Durante um longo período de mil anos a civilização viveu o que classicamente a História denomina como Idade Média, ou seja, teoricamente, um interstício de trevas e obscuridade entre dois momentos gloriosos: a Antiguidade e a Idade Moderna.
A concepção mais tradicional da historiografia nos diz que da queda do Império Romano em 476, quando foi deposto o seu último imperador,  até a tomada de Constantinopla pelos turcos otomanos em 1453, a humanidade viveu um tempo marcado pela “ignorância e superstição”, no qual se sobrepunham os mandamentos religiosos, em detrimento às perspectivas pessoais e o racionalismo; deste longo torpor,  a sociedade só seria desperta com o florescer do movimento Renascentista, durante a Baixa Medievalidade.
Mas seria esta a justa concepção de Idade Média? Apenas um periodo intermediário? Mas, como homens e mulheres viveram nesses supostos mil anos de trevas? Quais eram as bases de suas relações em sociedade? Como eram as tecnologias de poder que regiam suas vidas e organiazavam seus cotidianos? Qual era o papel da arte e da cultura em geral nesta sociedade? Em que se lastreava a sua economia?
Rotulada por centenas de anos como “Idade das Trevas”, “Anos Escuros” ou “Tempo de Ignorância e Superstição” a Idade Média ganha uma conotação negativista principalmente em razão dos Renascentistas e Iluministas encararem o período feudal como sinônimo de grande atraso, primitivismo e abandono do pensamento racional em razão da devoção à Igreja e ao assentamento do Homem no campo. Contudo, no recente século XX, inúmeros historiadores se debruçaram sobre as fontes primárias para desvelar um mundo de organização complexa e muito rica em significados, desmistificando assim essa visão superficial acerca deste período da História.
De fato, boa parte do mundo como o conhecemos hoje, e, inclusive, muito daquilo que pensamos e fazemos foi inventado, construído, elaborado ou enraizado no nosso inconsciente coletivo justamente graças à Idade Média e seus desdobramentos.
Mas para compreender um pouco melhor essa intricada rede de relações e desdobramentos que desencadearão na nossa dita sociedade moderna, devemos começar com o feudalismo, o principal meio de produção/obtenção de riquezas e a base das relações familiares e sociais durante estes mil anos.
Ao contrário do que ocorria na Antiguidade, no modo de produção feudal, o comércio passa a ser atividade de menor importância e as fontes de riqueza são provenientes da exploração da terra e visando, no mais das vezes, a atender uma economia local, quase de subsistência.
A mão-de-obra usada neste sistema de produção não é mais a do escravo, e sim a a do servo, ou seja, um homem livre, porém sem posses, que deveria se submeter a um Senhor (ou seja o Suserano) que lhe garantiria terras para morar e produzir, proteção em caso de guerras, amparo em caso de calamidades e não poderia ser vendido a outro dono, pois não era propriedade de ninguém; era livre para ir embora, porém, sem o seu vínculo à terra e ao seu Senhor não teria meios para sobreviver, o que fazia com que fosse sempre atrelado ao pacto de vassalagem (juramento prestado ao senhor pelo qual ambos se ligavam em relação aos direitos e deveres que deveriam mutuamente cumprir).
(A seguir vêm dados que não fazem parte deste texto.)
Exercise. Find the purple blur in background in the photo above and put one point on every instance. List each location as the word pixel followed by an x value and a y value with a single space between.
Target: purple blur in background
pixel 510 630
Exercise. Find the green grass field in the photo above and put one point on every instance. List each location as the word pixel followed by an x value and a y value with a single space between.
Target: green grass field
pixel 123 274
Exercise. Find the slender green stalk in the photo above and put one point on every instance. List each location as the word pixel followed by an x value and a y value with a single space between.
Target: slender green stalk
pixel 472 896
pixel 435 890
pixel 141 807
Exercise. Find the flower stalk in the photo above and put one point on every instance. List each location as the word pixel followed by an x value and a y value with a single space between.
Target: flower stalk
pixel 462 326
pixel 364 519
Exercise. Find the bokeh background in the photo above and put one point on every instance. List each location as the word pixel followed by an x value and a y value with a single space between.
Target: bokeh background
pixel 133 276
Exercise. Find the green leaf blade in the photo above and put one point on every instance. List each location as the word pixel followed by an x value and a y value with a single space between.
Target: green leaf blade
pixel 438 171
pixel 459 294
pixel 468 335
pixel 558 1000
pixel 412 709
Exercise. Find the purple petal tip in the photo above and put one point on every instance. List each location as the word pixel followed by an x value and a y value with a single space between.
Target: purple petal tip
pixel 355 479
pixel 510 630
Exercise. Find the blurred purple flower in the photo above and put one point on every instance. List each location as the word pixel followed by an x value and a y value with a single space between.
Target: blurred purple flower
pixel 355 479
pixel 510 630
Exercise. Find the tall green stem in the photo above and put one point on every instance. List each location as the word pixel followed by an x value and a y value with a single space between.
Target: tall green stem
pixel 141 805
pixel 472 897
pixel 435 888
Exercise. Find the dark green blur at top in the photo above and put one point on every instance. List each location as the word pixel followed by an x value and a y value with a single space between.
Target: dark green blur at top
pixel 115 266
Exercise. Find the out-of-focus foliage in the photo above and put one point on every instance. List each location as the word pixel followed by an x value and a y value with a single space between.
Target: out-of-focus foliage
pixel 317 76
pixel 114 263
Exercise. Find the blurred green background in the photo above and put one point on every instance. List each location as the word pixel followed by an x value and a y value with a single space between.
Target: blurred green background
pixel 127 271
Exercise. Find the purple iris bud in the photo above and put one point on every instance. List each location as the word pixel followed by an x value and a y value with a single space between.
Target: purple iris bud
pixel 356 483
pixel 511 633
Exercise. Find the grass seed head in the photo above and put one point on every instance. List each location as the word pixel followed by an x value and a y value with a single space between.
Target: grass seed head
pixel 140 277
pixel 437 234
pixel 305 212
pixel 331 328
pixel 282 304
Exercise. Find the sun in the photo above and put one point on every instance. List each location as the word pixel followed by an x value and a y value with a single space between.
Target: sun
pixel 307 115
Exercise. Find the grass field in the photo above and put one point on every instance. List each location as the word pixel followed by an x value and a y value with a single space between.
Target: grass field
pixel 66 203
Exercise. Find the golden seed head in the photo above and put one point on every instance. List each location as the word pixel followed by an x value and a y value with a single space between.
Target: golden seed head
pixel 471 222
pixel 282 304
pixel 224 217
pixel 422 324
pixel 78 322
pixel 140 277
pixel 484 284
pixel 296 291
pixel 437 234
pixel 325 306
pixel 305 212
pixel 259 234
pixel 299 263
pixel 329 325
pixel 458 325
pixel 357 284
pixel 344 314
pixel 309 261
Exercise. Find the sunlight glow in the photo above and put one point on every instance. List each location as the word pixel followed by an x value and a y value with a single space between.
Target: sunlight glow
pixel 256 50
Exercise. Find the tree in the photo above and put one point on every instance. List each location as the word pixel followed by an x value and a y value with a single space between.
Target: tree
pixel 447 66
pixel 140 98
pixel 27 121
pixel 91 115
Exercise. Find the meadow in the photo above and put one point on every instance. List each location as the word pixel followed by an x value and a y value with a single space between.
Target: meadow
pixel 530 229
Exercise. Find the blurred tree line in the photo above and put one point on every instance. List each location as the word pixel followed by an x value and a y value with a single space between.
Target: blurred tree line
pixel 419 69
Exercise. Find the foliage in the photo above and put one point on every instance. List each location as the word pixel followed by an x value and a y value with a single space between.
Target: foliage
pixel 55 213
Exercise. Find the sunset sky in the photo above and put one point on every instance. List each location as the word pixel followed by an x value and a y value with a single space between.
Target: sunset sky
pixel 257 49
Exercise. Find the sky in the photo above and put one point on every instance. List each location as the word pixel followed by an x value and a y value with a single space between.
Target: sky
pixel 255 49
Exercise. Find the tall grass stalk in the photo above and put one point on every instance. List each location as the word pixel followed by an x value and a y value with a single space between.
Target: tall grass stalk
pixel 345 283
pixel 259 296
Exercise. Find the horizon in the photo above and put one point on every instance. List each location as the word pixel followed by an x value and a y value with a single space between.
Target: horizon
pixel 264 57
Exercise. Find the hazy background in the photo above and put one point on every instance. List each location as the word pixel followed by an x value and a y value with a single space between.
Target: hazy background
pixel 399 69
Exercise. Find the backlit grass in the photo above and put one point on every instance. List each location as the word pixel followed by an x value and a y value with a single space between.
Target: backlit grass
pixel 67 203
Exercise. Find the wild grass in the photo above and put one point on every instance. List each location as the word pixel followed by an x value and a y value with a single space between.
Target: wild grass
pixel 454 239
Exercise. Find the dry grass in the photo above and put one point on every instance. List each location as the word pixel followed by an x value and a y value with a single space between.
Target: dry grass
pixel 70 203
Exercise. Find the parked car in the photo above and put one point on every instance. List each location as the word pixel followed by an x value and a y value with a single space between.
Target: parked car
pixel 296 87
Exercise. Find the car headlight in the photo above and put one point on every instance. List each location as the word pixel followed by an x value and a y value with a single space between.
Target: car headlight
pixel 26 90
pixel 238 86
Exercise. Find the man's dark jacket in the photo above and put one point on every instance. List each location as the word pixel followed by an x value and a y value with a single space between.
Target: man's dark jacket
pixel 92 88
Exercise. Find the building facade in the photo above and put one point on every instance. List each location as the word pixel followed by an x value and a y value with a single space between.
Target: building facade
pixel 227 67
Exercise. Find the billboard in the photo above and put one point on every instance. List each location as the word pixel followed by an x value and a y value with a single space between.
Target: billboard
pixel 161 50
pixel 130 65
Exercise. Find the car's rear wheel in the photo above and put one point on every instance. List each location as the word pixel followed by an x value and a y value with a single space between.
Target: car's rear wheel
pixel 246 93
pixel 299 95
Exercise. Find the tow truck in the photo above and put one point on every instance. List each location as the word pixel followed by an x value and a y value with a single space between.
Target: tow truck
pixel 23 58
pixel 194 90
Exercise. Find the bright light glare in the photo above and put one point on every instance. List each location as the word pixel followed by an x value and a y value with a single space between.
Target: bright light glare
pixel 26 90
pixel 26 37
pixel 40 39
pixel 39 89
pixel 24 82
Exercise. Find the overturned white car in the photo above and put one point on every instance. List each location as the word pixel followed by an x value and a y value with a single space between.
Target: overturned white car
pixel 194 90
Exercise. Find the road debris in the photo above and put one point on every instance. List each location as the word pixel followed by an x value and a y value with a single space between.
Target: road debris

Considerando que o pacto de vassalagem era vitalício, constituía grave falta abandonar seu Senhor, fazendo com que nenhum outro Senhor das redondezas aceitasse um Servo que deixasse seu Feudo original.       
Como contrapartida a toda essa benevolência do Suserano o servo tinha por dever pagar os seguintes impostos:
1-  Captação – pago pelo recebimento da gleba (faixa de terra a ele destinada para seu próprio cultivo);
2-  Corvéia – pago em forma de trabalho nas terras do Senhor por 3 a 4 dias  na semana;
3- Talha – equivalente a 50% da produção de sua gleba deveria ser destinada ao Senhor Feudal;
4- Banalidades – pelo uso do forno, moinho, celeiro, bosque e demais dependências do Senhor;
5- Tostão de Pedro – pago à Igreja, no valor aproximado de 10 % daquilo que possuísse;
6- Mão morta – taxa de indenização ao Senhor paga pelos filhos para permanecerem no feudo quando da morte do chefe da família.
As relações de Suserania e Vassalagem eram muito mais amplas que aquelas destinadas à exploração da terra pelos servos – que representavam a categoria mais baixa na organização social medieval – ao contrário, se estendia dentro da classe nobiliária em vários estamentos até chegar ao Soberano – Reis, Príncipes, Condes e Duques faziam parte de uma rede complexa e emaranhada de relações de enfeudamento.
Como a fonte de riquezas era obtida eminentemente por meio da exploração da terra, era também por meio de sua detenção que se obtinha prestígio, riquezas e poder. A obtenção dos domínios era dada por hereditariedade, sendo o feudo geralmente passado ao filho primogênito; já a sua ampliação se dava por meio dos pactos de vassalagem, casamentos, alianças e/ou guerras.
Mas isso não significa, absolutamente, dizer que o dinheiro, o comércio e outras relações econômicas foram banidas da sociedade medieval.
Todavia, deve-se atentar para dois fatos importantes quando se fala de narrativas de Períodos da História:
1- Todas as relações travadas entre os homens, sejam elas de cunho econômico, político, social ou cultural, por mais que tenham se expandido, se generalizado e até mesmo se enraizado por longos anos na sociedade, sempre tiveram suas particularidades de acordo com o grupo de homens e o local onde se desenvolveram;
2- A cronologia não deve ser entendida como um marco estanque e definitivo, ou seja, os Homens não dormiram na sociedade escravocrata do Império Romano em 475, cultivando seus hábitos, costumes e relações econômicas e acordaram em 1 de janeiro de 476 no regime feudal da Idade Média. Todas as mudanças levam tempo e, novamente, derivam dos grupos de homens e local onde se desenvolvem. A Europa se torna feudal ao longo séculos sempre apresentando pequenas variações em sua estrutura.